Direct target repeats

Fig.18.5. The origin of the direct target repeats. The green box represents the IS element. Terminal inverted repeats (IRL and IRR) are shown in red, target DNA in grey, and the target sequence in black. The 3'OH at the generated by transposase catalyzed hydrolysis attack the short target sequence in a staggered manner resulting in integration and generation of a short gap at each end of the integrated transposon. This then undergoes gap repair to generate the final product in which the target sequence is duplicated at each end.

Another general feature of IS elements is that, on insertion, most generate short directly repeated sequences (DR) of the target DNA flanking the IS. The attack of each DNA strand at the target site by one of the two transposon ends in a staggered way during insertion provides an explanation for this observation. The DR is generated by repair of the “gap” between cleavage sites (Fig.18.5).

The length of the DR, generally between 2 and 14 bp, is characteristic for a given element and a given element will generally generate a duplication of fixed length. This is determined by the architecture of the transposition complex or transpososome which imposes constraints on the distance between cleavages on each strand of the target DNA[69][63][70].

However, certain ISs have been shown to generate DRs of atypical length at a low frequency, presumably reflecting small variations in the geometry of the transpososome (see [71]). Although some notable exceptions exist in which there is a systematic absence of DRs (either within a given family or in several independent transposition events of a given element), care should be taken in interpreting the absence of DRs in isolated cases.
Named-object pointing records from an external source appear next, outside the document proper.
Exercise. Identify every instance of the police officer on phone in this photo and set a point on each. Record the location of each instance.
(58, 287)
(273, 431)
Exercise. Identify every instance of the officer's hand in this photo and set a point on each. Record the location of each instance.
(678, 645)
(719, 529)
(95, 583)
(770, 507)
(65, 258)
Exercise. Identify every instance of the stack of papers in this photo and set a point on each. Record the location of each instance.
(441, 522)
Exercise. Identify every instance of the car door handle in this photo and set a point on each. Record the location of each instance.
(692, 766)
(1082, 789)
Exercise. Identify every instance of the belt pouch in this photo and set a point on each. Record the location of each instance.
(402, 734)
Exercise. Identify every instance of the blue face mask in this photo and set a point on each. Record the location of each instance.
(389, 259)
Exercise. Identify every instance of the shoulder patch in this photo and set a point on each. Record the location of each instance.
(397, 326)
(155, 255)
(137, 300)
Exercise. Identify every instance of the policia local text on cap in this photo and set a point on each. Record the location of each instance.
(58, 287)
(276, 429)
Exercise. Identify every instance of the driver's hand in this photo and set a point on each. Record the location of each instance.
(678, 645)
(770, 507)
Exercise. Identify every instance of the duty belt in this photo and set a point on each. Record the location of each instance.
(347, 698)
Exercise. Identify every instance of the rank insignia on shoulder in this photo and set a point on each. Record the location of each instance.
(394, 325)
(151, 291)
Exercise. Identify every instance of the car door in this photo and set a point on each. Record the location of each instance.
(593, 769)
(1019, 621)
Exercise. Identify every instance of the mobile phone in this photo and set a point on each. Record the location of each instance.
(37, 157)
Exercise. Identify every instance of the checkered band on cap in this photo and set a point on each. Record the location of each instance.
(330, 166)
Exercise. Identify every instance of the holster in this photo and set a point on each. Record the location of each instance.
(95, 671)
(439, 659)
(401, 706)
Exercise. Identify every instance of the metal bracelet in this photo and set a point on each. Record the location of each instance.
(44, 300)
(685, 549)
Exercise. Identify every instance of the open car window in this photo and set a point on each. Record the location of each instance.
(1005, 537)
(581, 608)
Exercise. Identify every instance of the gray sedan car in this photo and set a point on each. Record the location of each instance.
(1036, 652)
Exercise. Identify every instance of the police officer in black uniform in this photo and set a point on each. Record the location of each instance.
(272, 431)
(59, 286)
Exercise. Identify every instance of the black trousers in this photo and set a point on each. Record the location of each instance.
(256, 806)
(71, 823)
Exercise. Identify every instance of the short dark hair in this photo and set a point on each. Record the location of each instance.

A lack of DRs can simply result from homologous inter- or intra-molecular recombination between two IS elements, each with a different DR sequence. This would result in a hybrid element carrying one DR of each parent. It can also arise from the formation of adjacent deletions resulting from duplicative intramolecular transposition. In this case, a single copy of the DR is located on each of the reciprocal deletion products (see for example [72][73] or, more recently in a clinical context, [74].

Three IS, IS1549, IS1634 and IS1630, have been identified which appear to generate long DRs of quite variable length[75][76][77]. Two, IS1549 and IS1634, are distantly related to the IS4 family and one, IS1630, belongs to the IS30 family. The mechanism involved in generating such long DRs is at present unknown. However, it seems reasonable to propose that the target DNA may be able to form a loop within the transpososome and thereby bringing somewhat distant phophodiester bonds into close proximity.